L'acte de vente du 14 septembre 2011 comprend une clause rédigée ainsi :
« Le VENDEUR devra achever les biens et droits immobiliers, savoir au plus tard le 31DECEMBRE 2012.
Le tout, sauf circonstance d'un cas de force majeure, ou plus généralement d'une cause légitime de suspension du délai de livraison.
Pour l'application de cette disposition, pourraient notamment être considérées comme causes légitimes de suspension dudit délai, sans que cette liste soit exhaustive, les cas suivants :
- les intempéries, suivant constat de l'architecte ou du maître d'œuvre d'exécution
- la grève (…)
- retard provenant d'anomalies du sous-sol (...)
- retard provenant de la défaillance d'une entreprise ;
- les faillites, redressements judiciaires, liquidation judiciaires, dépôts de bilan ou déconfiture des ou de l'une des entreprises effectuant les travaux, y compris celles sous-traitantes et y compris celle des fournisseurs,
- les retards entraînés par la recherche et la désignation d'une nouvelle entreprise se substituant à une entreprise défaillante, et à l'approvisionnement du chantier par celle-ci.
- la résiliation d'un marché de travaux dû à la faute d'une entreprise ;
- les injonctions administratives ou judiciaires de suspendre ou arrêter les travaux (…)
- l'intervention de la direction des monuments historiques ou autre administration (…)
- les troubles résultant d'hostilités (…)
- les retard imputables aux compagnie concessionnaires (…)
- tous les travaux supplémentaires ou modificatifs que le vendeur aurait accepté de réaliser pour le compte de l'acquéreur
- retards de paiement de l'acquéreur (...)

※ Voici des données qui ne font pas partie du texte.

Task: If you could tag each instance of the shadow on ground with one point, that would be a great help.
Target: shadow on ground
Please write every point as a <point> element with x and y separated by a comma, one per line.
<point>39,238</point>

Ces différentes circonstances auront pour effet de retarder la livraison du bien vendu d'un temps égal au double de celui effectivement enregistré en raison de leur répercussion sur l'organisation générale du chantier.

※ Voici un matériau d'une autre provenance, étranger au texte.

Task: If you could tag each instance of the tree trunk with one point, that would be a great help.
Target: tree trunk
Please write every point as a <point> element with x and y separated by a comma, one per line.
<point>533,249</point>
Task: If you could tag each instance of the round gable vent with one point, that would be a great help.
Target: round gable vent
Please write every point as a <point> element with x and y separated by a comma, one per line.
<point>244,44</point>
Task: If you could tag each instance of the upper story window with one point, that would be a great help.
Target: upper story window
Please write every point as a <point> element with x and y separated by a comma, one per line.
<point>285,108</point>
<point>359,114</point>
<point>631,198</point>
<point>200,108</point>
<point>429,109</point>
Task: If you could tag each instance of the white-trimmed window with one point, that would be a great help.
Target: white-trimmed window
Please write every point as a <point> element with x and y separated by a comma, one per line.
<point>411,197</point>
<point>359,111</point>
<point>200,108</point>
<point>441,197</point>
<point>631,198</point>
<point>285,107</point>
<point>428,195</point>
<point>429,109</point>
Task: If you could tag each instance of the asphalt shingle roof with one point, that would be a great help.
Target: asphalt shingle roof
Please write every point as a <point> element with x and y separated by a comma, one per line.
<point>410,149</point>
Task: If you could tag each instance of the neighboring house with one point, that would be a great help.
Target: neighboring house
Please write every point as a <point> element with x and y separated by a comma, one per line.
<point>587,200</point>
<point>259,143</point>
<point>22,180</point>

Pour l'appréciation des événements ci-dessus évoqués, les parties d'un commun accord déclarent s’en rapporter dès à présent à un certificat établi sous sa propre responsabilité par l'architecte ou le maître d'œuvre d'exécution du programme (...) »
Cette clause n'est pas au nombre de celles répertoriées aux articles R. 132-1 et R. 132-2 alors applicables, et devenus les articles R. 212-1 et R. 212-2, comme devant être regardées de manière irréfragable comme abusives, ou comme étant présumées abusives sauf au professionnel à rapporter la preuve contraire. Dès lors, son caractère abusif doit en être apprécié en se référant, au moment de la conclusion du contrat, à toutes les circonstances qui entourent sa conclusion, de même qu'à toutes les autres clauses du contrat.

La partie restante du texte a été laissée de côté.